There’s nothing more megalomaniacal than cutting 20 minutes of music on your computer and calling it an “album.” You think, maybe, you’re catering to the short attention span of the world today, and your album is “cute,” and you can transport 25 of them around to shows, instead of 12. Actually, if your music is digital, you can bring 500 CD’s around with you and it will sound the exact same as a record.
Now, don’t get me wrong: techno music can be fairly laborious to construct. It’s not just like “jamming,” like with rock or any analog genre: there’s a scientific aspect to the amassing of the music itself. The rhythms align themselves spatially and mathematically on the computer screen and with this comes the extra step of the “documentation” third party. I mean, when you’re cutting a rock album, you don’t ever have to officially document what the time signature is. You just record, lock and load.

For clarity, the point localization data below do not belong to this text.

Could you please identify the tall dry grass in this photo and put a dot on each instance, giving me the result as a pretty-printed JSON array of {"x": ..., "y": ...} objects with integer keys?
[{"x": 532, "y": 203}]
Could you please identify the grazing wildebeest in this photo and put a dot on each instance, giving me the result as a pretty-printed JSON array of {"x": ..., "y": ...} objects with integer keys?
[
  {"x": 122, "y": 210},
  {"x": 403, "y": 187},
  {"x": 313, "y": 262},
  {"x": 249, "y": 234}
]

But mixing and even production in general are way easier than in rock, with techno. The mixing is pretty much done right at the programming step, by adjusting a little knob. There essentially is no “production” with this genre, hence knocking out at least a two-week process or so that would typically be involved with rendering four analog instruments like guitar and drums onto the same master.
There was this one artist called Ben Pest who seemed to put out nothing but EP’s. I took in his Scourge collection in 2019 and thought it actually banged — it was tight, mellow but robust dance music for getting down to or just chilling. But the guy has just put out nothing put EP’s since then and I’m sorry but this is just asinine — I mean it’s a digital genre of music, for Christ’s sake. And another reason why techno albums should be long is so the people controlling the music at the party don’t have to change in every da** 20 minutes. I mean, that’s not very conducive to, uh, expanding your mind, if you know what I mean. When I got to perusing Ben Pest’s 2020 release, Vim & Vigour, first of all, it sounded about the same as Scourge — with the structural sameness seemed to come a certain artistic stasis, the inability to evolve in those 20-minute temporal constraints. And along with this came this feeling of ennui where I felt like I were observing something that was cloned. I mean it wasn’t markedly worse than Scourge (2019), but where’s the progress? And a being that isn’t progressing is clinically dead, or so says my hare-brained set of electronica moral martial law, as we near this fine holiday.